Connect with us

GÜNDEM

KOBİ’lerin uğradığı siber saldırılar bu yılın ilk çeyreğinde yüzde 5 arttı

Kaspersky Siber Güvenlik Uzmanı Kolesnikov, “Microsoft Excel’in her yerde kullanılması, işletme genelinde yaygın olarak paylaşılan büyük veri kümelerinde kötü amaçlı verileri gizleyebilen siber suçluların saldırıları için zemin hazırlıyor” dedi.

Yayınlanma:

|

Kaspersky, sektörün maruz kaldığı virüs enfeksiyonları sayısının bu yılın ilk çeyreğinde geçen yılın aynı dönemine göre yüzde 5 arttığını bildirdi.

Şirketten yapılan açıklamaya göre, Kaspersky, 27 Haziran Uluslararası KOBİ Günü öncesinde yayımladığı raporda, KOBİ’lerin siber suçlular tarafından giderek daha fazla hedef alındığını ortaya koydu.

Rapora göre, bu dönemde yazılım ürünlerinin içine gizlenen veya onları taklit eden kötü amaçlı yazılım ve istenmeyen yazılımlarla karşılaşan kullanıcıların sayısı 2 bin 402 olurken, KOBİ ile ilgili yazılımları taklit ederek dağıtılan benzersiz dosya sayısı 4 bin 110 oldu. Bu rakam bir önceki yıla göre yüzde 8’lik bir artışa işaret ediyor.

En yaygın saldırı biçimi, virüslerin aksine genellikle yasal yazılımları taklit ettikleri için özellikle tehlikeli olan Truva atları olmaya devam ediyor. Truva atlarının uyarlanabilirlikleri ve geleneksel güvenlik önlemlerinden kaçma kapasiteleri, onları siber suçlular için yaygın ve güçlü bir araç haline getiriyor.

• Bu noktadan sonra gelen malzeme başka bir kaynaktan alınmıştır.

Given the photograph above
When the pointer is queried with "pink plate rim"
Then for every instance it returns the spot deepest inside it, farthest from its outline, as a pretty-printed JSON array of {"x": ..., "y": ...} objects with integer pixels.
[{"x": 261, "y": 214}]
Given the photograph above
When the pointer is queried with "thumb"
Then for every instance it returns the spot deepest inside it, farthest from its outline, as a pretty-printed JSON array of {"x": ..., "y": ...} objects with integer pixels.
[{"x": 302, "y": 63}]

– Truva atı saldırılarında yüzde 7’lik artış

Ocak – nisan döneminde tespit edilen Truva atı saldırıları 100 bin 465’e ulaşırken bu rakam, geçen yılın aynı dönemine göre yüzde 7 artış olarak kayıtlara geçti.

Bu siber tehditlerin karmaşıklığı ve gelişen doğası, siber güvenlik çabaları için önemli bir endişe kaynağı olmaya devam ediyor. DangerousObjects kategorisindeki daha önce tespit edilmemiş çeşitli kötü amaçlı yazılımlar 83 bin 145 tehdit oluşturdu. Söz konusu kötü amaçlı yazılımlara dair kaydedilen saldırı sayısı ise 17 bin 320 oldu, bu da 2023 yılına göre 6 bin 994 artış anlamına geliyor.

Ocak – nisan döneminde tespit edilen Truva atı saldırıları 100 bin 465’e ulaşırken bu rakam, geçen yılın aynı dönemine göre yüzde 7 artış olarak kayıtlara geçti. Söz konusu saldırıların, karmaşıklığı nedeniyle siber güvenlik çabaları için önemli bir endişe kaynağı haline gelen DangerousObjects’in oluşturduğu tehditlerden 83 bin 145 daha fazla olduğu hesaplandı.

Microsoft Excel, 2023 ve 2024 arasında dördüncü sıradan birinci sıraya yükselerek bir numaralı saldırı hedefi olma konumuna yerleşti. Microsoft Word ikinci sırada yer alırken, Microsoft PowerPoint ve Salesforce en çok hedef alınan üçüncü sıradaki uygulamalar oldu.

Kaspersky analistleri, KOBİ sektörüyle ilgili tehditler hakkındaki bilgilere erişmek için MS Office, MS Teams, Skype ve KOBİ’lerin kullandığı diğer programları Kaspersky Security Network (KSN) telemetrisiyle karşılaştırdı. Bu sayede söz konusu programları hedef alan kötü amaçlı dosyaların ve istenmeyen yazılımların yaygınlığının yanı sıra, bu dosyalar tarafından saldırıya uğrayan kullanıcı sayısı da belirlendi.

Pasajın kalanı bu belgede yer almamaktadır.